Well, this was a Moosewood pizza, which means that it is ugly as sin and kind of not as tasty as you would want it to be. But it did give me the opportunity to roast some peppers, which was good fun. So here we go:
If you have a gas stove, a grill, a campfire, or a pile of burning trash in your "rapidly gentrifying" neighborhood, gerry-rig some skewers or stick a big fork in a red (yellow, orange) pepper. Plunge it into the flames! My kind of recipe. Char, baby, char. Rotate it so that even the nooks and crannies get blackened and the whole thing gets shriveled and pathetic.
Plop it into a bowl and cover with saran wrap OR put it in a paper bag and roll it shut.
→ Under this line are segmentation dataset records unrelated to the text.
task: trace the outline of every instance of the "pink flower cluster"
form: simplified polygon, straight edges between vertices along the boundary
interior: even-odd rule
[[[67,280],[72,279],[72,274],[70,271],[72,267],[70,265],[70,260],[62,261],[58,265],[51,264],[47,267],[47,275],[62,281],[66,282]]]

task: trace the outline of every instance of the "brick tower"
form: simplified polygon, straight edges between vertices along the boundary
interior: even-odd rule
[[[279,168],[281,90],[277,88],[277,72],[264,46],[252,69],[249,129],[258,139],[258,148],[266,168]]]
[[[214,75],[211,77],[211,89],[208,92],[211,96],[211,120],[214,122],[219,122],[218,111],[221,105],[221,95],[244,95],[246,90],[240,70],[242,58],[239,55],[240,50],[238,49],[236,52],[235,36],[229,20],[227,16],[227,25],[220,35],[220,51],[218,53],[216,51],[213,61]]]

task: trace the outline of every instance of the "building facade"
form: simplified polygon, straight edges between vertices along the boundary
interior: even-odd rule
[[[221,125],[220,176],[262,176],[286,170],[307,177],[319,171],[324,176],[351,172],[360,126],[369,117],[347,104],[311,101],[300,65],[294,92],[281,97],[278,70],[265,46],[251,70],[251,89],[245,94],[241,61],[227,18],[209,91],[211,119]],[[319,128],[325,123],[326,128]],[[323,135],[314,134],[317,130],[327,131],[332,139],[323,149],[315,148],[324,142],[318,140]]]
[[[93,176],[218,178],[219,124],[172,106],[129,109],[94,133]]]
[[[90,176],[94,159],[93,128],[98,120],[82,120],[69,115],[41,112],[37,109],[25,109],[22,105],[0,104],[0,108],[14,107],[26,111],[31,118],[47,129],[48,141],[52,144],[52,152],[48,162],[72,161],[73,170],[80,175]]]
When you're done and all the peppers are just a crusty, steamed, withered shade of their former selves, take all the peppers out and rub the skins off, rinse 'em quickly and chop them into strips, throwing away stems and seeds.
Use them asap as a salad, sandwich, pasta, pizza topping OR put them in a jar covered with olive oil and chopped garlic; they can live in the fridge for a few weeks.
if you want to make pizza:
one big onion or two small onions or a few leeks (we used leeks, but you couldn't really taste them and leeks are such a superstar that they really deserve to be the star)
a handful of fresh basil
two roasted red peppers
feta cheese... or mozzarella or both
Obviously pizza recipes are pretty foolproof. The Moosewood version had tomatoes: our pizza was super soggy, so I would leave them out.
Chop and fry the onion and shallots, then carmelize. If they get a little burnt that's just part of the charm.
Now add the basil and let it wilt.
Spread your dough (from the pizza place, grocery store, your freezer because one time you went on a bender and made your own) and put it on the back of a cookie sheet.
Top the pizza with the carmelized onions and basil and pepper strips and feta cheese. Yum.